Creer no esclaviza, al contrario, libera. La inmersión en una comunidad, la atención a un mantra, el alivio que supone el apoyo de lo superior colaboran en el descanso. No hay mayor liberación para quien sufre amenazas falsas (el nódulo de la ansiedad) que la protección que otorgan Dios, su comunidad y los lugares de culto. Son, al fin y al cabo, espacios protegidos, centros de meditación y reunión en comunidad.
El papel de Dios en nuestra sociedad está tan estigmatizado por visiones parciales e interesadas que solo un proceso lento y privado permite el acercamiento. De Dios no puede esperarse una cura pero sí una presencia continua que nos acompaña y nos comprende, que acoge en su hogar incluso a los más desheredados. También a quien es dañino, a quien nadie abriría su casa. Por ejemplo a ese Joker abocado al mal, convertido en una especie de ídolo de una época condenada a huir de sí misma. Además no hay mejor escudo contra el perjuicio ajeno. Cuando alguien te dañe no le odies, no le otorgues ese privilegio. Comparécete de su desgracia, del dolor que le obliga a dañar y pide por él. No existe mayor alivio.

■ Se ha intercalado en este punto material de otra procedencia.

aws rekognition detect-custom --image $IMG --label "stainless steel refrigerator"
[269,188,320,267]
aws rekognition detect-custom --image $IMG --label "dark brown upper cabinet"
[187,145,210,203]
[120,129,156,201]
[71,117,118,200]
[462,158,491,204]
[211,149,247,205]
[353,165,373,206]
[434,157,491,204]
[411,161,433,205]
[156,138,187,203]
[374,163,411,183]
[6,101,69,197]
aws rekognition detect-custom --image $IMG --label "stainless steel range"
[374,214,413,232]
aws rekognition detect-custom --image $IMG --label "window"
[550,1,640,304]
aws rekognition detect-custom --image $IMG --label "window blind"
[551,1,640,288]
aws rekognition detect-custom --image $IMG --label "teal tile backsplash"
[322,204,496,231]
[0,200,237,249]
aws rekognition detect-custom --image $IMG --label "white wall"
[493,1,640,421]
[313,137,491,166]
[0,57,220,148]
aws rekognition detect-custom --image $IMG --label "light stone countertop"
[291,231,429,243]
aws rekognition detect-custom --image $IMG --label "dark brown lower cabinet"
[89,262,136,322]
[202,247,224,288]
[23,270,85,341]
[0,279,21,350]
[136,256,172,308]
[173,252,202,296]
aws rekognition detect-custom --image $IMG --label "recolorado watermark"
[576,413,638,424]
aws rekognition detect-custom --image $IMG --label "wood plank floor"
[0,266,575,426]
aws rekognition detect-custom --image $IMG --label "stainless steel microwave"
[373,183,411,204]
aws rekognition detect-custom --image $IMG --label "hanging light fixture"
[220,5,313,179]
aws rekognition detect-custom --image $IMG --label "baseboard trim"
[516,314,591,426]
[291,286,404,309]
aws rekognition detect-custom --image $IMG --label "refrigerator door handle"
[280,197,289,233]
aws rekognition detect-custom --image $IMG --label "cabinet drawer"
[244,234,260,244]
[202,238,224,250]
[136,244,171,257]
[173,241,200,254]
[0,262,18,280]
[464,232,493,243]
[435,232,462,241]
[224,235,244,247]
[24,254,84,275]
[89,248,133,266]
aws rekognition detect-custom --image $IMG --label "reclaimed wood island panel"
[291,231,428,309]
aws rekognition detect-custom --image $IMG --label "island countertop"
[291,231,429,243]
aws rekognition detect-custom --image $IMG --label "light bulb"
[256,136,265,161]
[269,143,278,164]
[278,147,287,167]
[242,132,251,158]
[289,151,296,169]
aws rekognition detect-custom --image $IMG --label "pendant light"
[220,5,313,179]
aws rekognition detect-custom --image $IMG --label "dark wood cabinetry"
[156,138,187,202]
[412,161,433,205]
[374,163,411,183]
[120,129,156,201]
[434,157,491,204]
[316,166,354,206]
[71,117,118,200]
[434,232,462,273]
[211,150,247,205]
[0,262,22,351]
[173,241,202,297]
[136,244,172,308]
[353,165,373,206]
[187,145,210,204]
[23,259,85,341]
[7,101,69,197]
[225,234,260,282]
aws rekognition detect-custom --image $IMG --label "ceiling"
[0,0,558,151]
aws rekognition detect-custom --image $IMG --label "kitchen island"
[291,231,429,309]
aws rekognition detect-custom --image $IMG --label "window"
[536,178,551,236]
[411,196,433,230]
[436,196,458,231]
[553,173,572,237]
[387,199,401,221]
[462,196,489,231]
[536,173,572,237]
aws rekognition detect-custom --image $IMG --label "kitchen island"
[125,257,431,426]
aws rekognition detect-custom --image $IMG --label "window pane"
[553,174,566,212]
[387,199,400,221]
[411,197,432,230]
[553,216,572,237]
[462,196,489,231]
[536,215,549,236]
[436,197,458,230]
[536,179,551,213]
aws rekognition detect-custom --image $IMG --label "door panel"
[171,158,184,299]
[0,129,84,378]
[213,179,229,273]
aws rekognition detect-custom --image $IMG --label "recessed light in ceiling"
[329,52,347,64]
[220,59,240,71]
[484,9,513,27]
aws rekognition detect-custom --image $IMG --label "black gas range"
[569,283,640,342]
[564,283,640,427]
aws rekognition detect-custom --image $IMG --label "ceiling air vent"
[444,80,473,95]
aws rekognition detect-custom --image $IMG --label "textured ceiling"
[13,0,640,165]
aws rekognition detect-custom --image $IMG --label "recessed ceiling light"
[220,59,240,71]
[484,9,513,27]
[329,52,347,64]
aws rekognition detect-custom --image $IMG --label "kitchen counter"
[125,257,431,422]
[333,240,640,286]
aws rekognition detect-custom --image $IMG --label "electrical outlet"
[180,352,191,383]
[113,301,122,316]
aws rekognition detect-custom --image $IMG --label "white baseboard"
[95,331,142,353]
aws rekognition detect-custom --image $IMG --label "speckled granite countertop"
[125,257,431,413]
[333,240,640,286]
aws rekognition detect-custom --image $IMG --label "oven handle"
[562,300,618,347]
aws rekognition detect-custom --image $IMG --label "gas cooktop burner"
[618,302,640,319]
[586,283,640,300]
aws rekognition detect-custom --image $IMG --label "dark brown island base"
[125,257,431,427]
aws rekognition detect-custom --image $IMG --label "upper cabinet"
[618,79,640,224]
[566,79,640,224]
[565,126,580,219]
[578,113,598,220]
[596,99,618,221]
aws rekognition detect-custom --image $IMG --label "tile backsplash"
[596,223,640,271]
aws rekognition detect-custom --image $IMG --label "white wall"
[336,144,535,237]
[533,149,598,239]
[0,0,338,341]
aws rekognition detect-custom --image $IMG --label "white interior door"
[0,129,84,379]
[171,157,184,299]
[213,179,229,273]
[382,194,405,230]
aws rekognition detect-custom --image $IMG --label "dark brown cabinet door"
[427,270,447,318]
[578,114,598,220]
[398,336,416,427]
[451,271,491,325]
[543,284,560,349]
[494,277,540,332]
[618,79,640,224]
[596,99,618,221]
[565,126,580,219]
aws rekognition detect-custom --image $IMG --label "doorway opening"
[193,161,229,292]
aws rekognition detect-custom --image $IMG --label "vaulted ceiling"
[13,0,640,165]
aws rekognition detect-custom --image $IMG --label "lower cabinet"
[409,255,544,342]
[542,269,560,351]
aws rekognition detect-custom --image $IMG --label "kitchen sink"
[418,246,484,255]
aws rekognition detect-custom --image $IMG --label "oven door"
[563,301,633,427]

Poco importa que exista o no, ese no es el debate, porque Dios se encuentra más allá de los límites del lenguaje. Es la materia oscura, el inconsciente que lo sostiene todo sin que seamos capaces de verlo y, por tanto, de probarlo. Además ni siquiera es posible demostrar la existencia de la conciencia. ¿Si no podemos verificar nuestra identidad, cómo podremos comprobar la existencia de una identidad superior? Hay que creer aunque sea por egoísmo, porque nos beneficia sin perjuicio. ¿Por qué desechar a tal aliado?